Startled, Meg almost dropped the frame as she spun around. Bryce Carlton was standing in the doorway, arms crossed over his chest, looking none too impressed to find her nosing around his study. Hastily, Meg put the photo back where she had found it, feeling her cheeks wash with heat. ‘I’m sorry. I was just…’

‘Snooping?’ he filled in as he crossed the room to glance at the photo she had been looking at. ‘My parents, if you must know. Lawrence and Margaret.’

At his nearness Meg felt a hum in her blood and she had to resist the urge to step back. ‘They’re a nice-looking couple.’

‘They were. They died in a plane crash almost ten years ago.’

‘Oh. I’m sorry.’ Such an inane, inadequate thing to say, as Meg well knew. She found herself blurting, ‘I shouldn’t have said that. My mother died when I was fifteen. I always hated it when people said how sorry they were, as if it was their fault.’

He regarded her in steady silence. She felt his gaze and turned to meet it. There was a softness in his eyes she hadn’t seen before. It reminded her of that moment in the taxi, when she’d been talking about her wish to work in design.
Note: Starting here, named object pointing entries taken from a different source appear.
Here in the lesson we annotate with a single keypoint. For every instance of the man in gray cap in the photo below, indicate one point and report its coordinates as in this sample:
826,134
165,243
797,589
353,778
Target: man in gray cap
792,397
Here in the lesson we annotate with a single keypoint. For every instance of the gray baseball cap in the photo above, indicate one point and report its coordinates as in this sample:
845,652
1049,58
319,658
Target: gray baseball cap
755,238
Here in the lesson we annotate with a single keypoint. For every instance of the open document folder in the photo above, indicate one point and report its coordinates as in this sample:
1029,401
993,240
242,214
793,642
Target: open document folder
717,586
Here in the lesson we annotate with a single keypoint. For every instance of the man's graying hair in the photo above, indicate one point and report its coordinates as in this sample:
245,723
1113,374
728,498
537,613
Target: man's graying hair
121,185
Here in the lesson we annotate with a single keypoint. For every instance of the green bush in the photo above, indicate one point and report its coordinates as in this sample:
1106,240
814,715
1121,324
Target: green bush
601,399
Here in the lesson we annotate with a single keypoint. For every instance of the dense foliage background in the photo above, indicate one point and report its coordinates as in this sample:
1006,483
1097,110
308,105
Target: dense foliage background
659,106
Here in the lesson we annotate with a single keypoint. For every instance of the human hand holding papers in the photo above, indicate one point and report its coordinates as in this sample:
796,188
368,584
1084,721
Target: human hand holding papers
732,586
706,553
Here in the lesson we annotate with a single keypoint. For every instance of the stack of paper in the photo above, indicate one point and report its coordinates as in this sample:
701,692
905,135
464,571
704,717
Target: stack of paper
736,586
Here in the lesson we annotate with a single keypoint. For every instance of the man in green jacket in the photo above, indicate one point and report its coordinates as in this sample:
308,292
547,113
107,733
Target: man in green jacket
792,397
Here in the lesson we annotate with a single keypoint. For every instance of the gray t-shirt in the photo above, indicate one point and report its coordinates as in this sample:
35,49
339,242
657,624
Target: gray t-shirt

They’d shared a flash of kinship, as though they weren’t two utterly different people from separate worlds meeting by chance and nothing more. Here, in the quiet of his den, the sensation felt shockingly intimate.

Meg rubbed her arms again, clenching her teeth so they didn’t chatter. Ridiculous that a heavy sadness should fill her at the idea of this man’s loss. To lose two parents at the same time must have been horrendous. Her mother’s cancer diagnosis, and the painfully short journey to her ultimate death, had been devastating to Meg because they had been so close. But at least she still had her father and brothers. As often as they’d butted heads, those familial connections had kept her from loneliness so abject it might have destroyed her.